翼の民

天秤座

文字の大きさ
上 下
110 / 271
廃村復興支援

109 守る狼と攻めるギルド

しおりを挟む
 豊富に水を貯えた井戸を見ながら、クリスは話す。

「よしっと! 水は確保したわ。後は村の復興に必要な資材ね」
「資材か?」
「この縄みたいに色々と腐ってそうだよね。オスト行って買ってこよっか?」
「そうだな、行くか」

 クリスはカーソンと相談し、ダンヒルに話しかける。

「ダンヒルさん。あたし達、一度オストに行って来ます」
「馬殺されたから、走って行ってくる」
「出来るだけ早く帰って来ます。食料とか道具は全て置いて行くので、皆さんで使って食べて下さい」
「オストまで、何しに行くんだい?」
「村の復興に必要な資材を買いに行って来ます。とは言っても、あたし達の所持金で買える分だけど……」
「それは駄目だ! ここまでお世話になって、これ以上君達には迷惑をかけられないよ!」

 申し出を断るダンヒルだが、クリスはそれを制止して話す。

「いいんですよ! あたし達がやりたいからやるんです。ほら、カーソン、走るよ!」
「分かった」

 ダンヒルへ有無も言わさず、2人は走って村から出て行った。


 ダンヒルが申し訳なさそうに2人を見送っていると、クリスだけ物凄い勢いで戻って来た。

「ごめんなさい! 火種、1個だけ持って行きますね!」
「いや、元々は君達の所有物じゃないか」
「1個だけ! 後は自由に使って下さいね!」


 クリスはまた走って村から出て行き、先で待っていたカーソンと合流する。


 ダンヒルは走り去ってゆく2人を、その姿が消えるまでずっと見送り続けた。



 2人は息が切れるまで走り続け、呼吸を整えてはまた走ってを繰り返し、陽が落ちてもまだオスト目指して走り続けた。

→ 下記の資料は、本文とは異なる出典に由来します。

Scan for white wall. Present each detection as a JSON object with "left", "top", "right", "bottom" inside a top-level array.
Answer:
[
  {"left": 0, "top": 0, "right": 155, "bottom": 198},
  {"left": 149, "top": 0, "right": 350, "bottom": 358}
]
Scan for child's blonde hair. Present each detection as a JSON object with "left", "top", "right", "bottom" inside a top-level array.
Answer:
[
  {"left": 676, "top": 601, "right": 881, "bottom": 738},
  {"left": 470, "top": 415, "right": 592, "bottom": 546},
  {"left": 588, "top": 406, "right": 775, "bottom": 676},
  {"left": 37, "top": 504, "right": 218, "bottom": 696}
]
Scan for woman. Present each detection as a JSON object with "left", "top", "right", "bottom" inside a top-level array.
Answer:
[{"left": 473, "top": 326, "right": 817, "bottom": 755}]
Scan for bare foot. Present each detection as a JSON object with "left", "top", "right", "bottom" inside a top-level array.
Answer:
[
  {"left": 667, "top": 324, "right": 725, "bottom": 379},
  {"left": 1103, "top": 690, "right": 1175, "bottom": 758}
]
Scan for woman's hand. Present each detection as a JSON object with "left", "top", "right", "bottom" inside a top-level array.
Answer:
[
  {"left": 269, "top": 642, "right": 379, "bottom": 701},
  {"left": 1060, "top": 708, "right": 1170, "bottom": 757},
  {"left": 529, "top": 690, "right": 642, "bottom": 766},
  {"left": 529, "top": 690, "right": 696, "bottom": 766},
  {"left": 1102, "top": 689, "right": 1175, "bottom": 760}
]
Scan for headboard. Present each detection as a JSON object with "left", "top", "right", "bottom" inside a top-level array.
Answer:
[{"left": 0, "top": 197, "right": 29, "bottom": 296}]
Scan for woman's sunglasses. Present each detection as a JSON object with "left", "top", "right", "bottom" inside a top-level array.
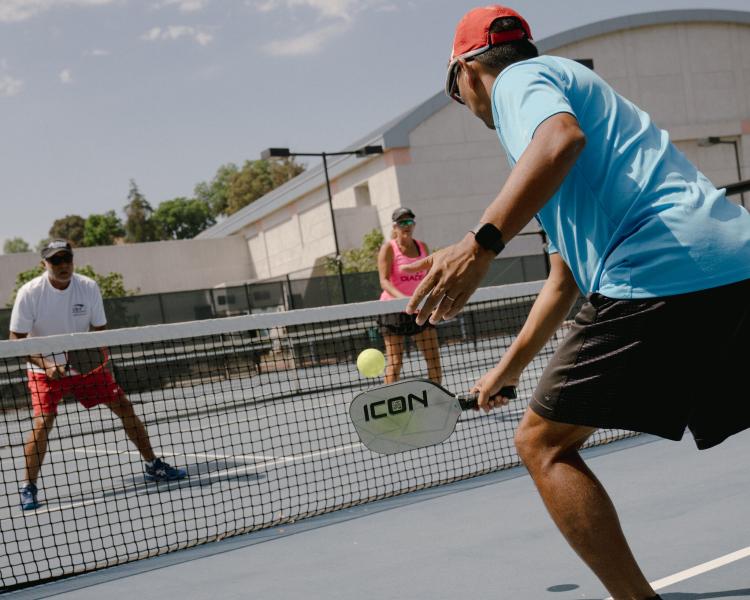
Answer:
[
  {"left": 46, "top": 253, "right": 73, "bottom": 267},
  {"left": 396, "top": 219, "right": 416, "bottom": 229}
]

 深夜になり、流石に走り疲れた2人は野宿で少し身体を休める事にする。

 カーソンは狩りに出かけ、クリスは薪を集め火種で火をつけた。

 燃える火種を見ながらクリスは呟く。

「……これだけは便利すぎて手放せないわ」



 焚き火の炎を見つめていたクリスの元へ、カーソンが獲物を背負って戻って来た。

「鹿、捕まえてきた」
「ありがとう。それじゃ、ゴハンにしよ」

 クリスは腰の後ろへ下げていた護身用のナイフにシャープエッジをかけ、鹿を上手に捌いてゆく。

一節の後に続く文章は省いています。